Mambo: Multimodal Biomedical Networks

Mambo is a tool for construction, representation and analysis of large multimodal networks in biomedicine.

Given a set of entities together with information about those entities, and a set of relationships between the entities together with information about those relationships, Mambo constructs a multimodal network representation of the data and provides tools for its analysis.

Recent advances in biotechnology have resulted in large and heterogeneous biomedical data generated by various experimental biotechnologies and collected in knowledge databases.

We present Mambo, a framework and a set of computational tools for construction, representation, and analysis of large-scale multimodal networks in biomedicine. Mambo scales to millions of nodes and billions of edges. Mambo supports thousands of modes (entity types), and tens of thousands of links (relationship types).

Multimodal Networks in Mambo

Mambo develops a representation of biological data that is compact and can be used to analyze large complex biomedical data and generate new domain-specific hypotheses. Multimodal networks extend the classic graph/network structure from homogeneous to heterogeneous networks. A multimodal network is composed of several set of nodes, called modes, where each mode represents a distinct entity type, connected by edges betweeen nodes within a mode and across modes.

Mambo defines a multimodal network by specifying four components:

Nodes represent entities, e.g., the protein, kinase PKC1, and the molecular pathway, process angiogenesis.
Modes represent node types, sets of nodes with the same semantic meaning, e.g., proteins and molecular pathways.
Links represent edges between nodes within a mode or nodes from different modes.
Link types represent edge types, set of edges of the same type, e.g., protein-chemical interactions and gene-disease associations.
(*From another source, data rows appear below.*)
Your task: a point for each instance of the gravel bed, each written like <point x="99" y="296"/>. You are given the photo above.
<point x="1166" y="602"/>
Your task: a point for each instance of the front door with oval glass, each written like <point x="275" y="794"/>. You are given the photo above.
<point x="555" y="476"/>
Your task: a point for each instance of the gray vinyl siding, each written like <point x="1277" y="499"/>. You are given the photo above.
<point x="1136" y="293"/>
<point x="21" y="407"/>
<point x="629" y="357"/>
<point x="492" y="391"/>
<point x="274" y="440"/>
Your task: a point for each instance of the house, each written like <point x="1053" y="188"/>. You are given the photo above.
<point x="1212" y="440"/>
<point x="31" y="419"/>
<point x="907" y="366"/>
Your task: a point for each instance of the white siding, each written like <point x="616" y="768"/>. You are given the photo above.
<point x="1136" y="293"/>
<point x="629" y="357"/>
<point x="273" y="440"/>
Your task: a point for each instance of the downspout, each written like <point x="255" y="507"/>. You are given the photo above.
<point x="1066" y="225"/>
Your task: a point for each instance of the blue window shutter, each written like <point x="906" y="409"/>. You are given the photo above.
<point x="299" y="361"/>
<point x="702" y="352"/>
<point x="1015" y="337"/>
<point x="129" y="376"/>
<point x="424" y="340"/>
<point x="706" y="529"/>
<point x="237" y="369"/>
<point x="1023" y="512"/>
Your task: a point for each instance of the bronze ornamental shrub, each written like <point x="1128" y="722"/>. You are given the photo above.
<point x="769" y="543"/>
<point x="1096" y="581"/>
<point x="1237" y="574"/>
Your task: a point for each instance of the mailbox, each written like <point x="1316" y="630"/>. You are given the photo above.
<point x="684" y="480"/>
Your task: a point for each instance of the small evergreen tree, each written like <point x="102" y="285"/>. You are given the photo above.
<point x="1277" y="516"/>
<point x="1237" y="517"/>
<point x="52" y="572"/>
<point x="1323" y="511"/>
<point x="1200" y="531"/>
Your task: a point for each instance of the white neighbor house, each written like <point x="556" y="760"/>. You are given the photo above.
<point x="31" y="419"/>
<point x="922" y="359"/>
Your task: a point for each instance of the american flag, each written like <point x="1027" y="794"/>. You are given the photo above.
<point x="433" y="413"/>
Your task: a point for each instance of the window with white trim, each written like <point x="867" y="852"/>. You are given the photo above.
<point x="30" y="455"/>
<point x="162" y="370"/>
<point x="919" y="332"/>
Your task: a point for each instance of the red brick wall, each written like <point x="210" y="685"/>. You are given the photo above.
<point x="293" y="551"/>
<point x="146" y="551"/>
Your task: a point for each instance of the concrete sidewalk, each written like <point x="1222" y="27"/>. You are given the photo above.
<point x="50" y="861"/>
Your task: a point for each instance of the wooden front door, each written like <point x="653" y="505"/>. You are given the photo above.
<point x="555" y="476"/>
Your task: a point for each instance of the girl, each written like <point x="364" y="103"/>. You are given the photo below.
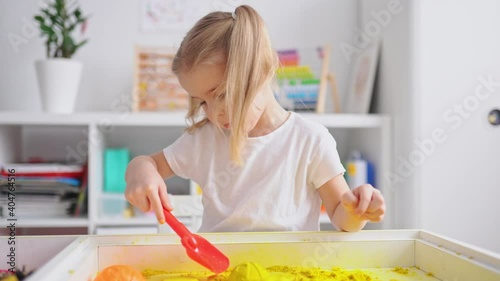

The figure below shows an example of a multimoodal network. The multimodal network consists of six modes, each denoted by a different color.

Examples of Multimodal Networks

Multimodal networks are typically constructed based a variety of data sources. We provide the processed data and the code for two multimodal networks. These examples are intended to show how to use Mambo, provide examples how to analyze the constructed networks, and to demonstrate how Mambo scales to large networks.

Multimodal Cancer Network

This network focuses on protein-coding genes that are frequently mutated in cancer patients according to the International Cancer Genome Consortium (ICGC)₁. We begin with 500 most frequently mutated genes. We then include all nodes in other modes (excluding genes) that are within one-hop of these genes to construct the network based on databases listed in Data section.

We selected 500 genes with mutations in the largest number of cancer patients because these genes likely have important roles in cancer disease development and progression. The network contains information on what proteins are encoded by these genes, what drugs or chemicals interact with the genes and proteins, what functions these genes and proteins have in the human body, and what other diseases these genes and proteins are associated with.

The multimodal cancer network has 5 modes: Chemical, Disease, Function, Gene, and Protein. It has 21 link types: Chemical-Chemical, Chemical-Protein, Disease-Chemical, Disease-Disease, Disease-Function, Disease-Gene, Function-Function, Gene-Gene (split into 6 link types by interaction type), Gene-Protein, Protein-Function, and Protein-Protein (split into 6 link types by interaction type). There are a total of 20 K nodes and 3.4 M edges.

All necessary data to construct this network is in Mambo Repository. The repository also contains tutorial showing how to construct and analyze this network. The tutorial begins in notebook 03 Workflow for Constructing a Multimodal Network and ends in notebook 08 Performing Analytics on a Multimodal Network.

Giga-Scale Multimodal Biological Network

Mambo easily scales to very large datasets without any additional work required from the user. We demonstrate this property by constructing a giga-scale multimodal biological network, one of the largest networks ever constructed in biology. The network has 10 M nodes and 2.3 B edges. In this network, we integrate protein and genetic interaction data from more than two thousand species.

Further information can be found in Mambo Repository.

Setup and Installation Instructions

Prerequisites

To use Mambo and run the tutorial, please install:

Python 2.7

Download and setup instructions.

Snap.py

Downloads and setup instructions.

Jupyter

Setup instructions.

Mambo Installation

Download notebooks from Mambo Repository.
Launch Jupyter Notebook by clicking on the application or by issuing a command: jupyter notebook. The web browser will open the Notebook Dashboard. Check Jupyter Notebook website for further details on how to run the notebooks.
Navigate to the directory downloaded in Step 1, start the first notebook, named 01 Introduction to Multimodal Networks, and follow the tutorial.

Mambo Tutorial

Mambo uses Jupyter Notebooks to provide a clear and easy-to-use interface with a simple set of commands that can be used to construct, represent and analyze multimodal networks. We provide a tutorial detailing how to use Mambo on several examples of real-world multimodal networks in biomedicine. Code in the tutorial can be easily adapted to new multimodal networks.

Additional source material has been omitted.